I still believe in the optimistic future where AI helps doctors improve their patient care without negative impacts on the economy or risking lives. It will require all of us to stay current with this technology and be honest about both the potential benefits and limitations as it evolves.
I’m very curious what pathology and radiology will look like by the end up my career.
I think this is a great post, also applies to primary care. I wrote, and then deleted a post because it was too wonky, basically taking a complicated patient history and feeding it into ChatGPT to see how they would manage a chronic care visit for a patient with like 20 medical problems. It was pretty terrible. I hope to use ChatGPT with challenging diagnoses to give me more ideas, and perhaps be a personal assistant of sorts, but in terms of juggling diagnoses, seeing the whole person/animal, translating and counseling regarding treatment options, and just being a decent, compassionate human being, I think AI will be a partner not a captain for at least the next 30-40 years
What I love about this article is how well thought out and full of critical thinking it is.
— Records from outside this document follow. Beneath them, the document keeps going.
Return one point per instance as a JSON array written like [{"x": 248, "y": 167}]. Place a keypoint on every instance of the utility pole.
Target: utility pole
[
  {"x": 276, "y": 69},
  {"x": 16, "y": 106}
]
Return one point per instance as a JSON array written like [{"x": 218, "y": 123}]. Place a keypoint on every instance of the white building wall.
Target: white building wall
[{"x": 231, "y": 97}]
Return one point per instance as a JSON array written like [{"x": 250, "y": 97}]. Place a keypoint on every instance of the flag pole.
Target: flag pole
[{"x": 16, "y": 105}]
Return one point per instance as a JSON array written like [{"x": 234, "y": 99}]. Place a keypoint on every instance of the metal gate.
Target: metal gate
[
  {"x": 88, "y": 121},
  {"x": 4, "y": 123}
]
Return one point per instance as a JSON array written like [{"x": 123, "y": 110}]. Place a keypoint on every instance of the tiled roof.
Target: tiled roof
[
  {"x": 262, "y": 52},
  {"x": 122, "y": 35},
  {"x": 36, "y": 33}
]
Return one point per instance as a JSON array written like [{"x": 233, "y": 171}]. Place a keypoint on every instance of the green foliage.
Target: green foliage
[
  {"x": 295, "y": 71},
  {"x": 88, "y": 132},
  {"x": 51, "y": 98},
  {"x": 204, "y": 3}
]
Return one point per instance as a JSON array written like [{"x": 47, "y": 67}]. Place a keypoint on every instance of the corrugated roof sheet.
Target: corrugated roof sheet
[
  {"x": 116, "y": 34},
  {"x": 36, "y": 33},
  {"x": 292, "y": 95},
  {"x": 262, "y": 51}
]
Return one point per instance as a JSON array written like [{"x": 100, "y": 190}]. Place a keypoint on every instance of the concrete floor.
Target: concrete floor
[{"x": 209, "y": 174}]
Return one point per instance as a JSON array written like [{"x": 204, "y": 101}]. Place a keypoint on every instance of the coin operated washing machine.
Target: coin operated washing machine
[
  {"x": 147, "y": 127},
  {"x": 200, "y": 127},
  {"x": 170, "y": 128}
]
That’s something AI cannot realistically do YET, although I’m sure it’s around the corner. Humans still haven’t seemed to learn that shortcuts always mean more work!
My biggest AI fear is that some of the, shall we say, lazier youngsters (or perhaps just ignorant to critical thinking) will rely on AI far too much. Thankfully the majority of my surgeries are behind me - but I will say this...human and robot did my last very difficult abdominal surgery (Sugarbaker peristomal hernia repair with DaVinci), and severe pain and recovery was a lot easier and faster!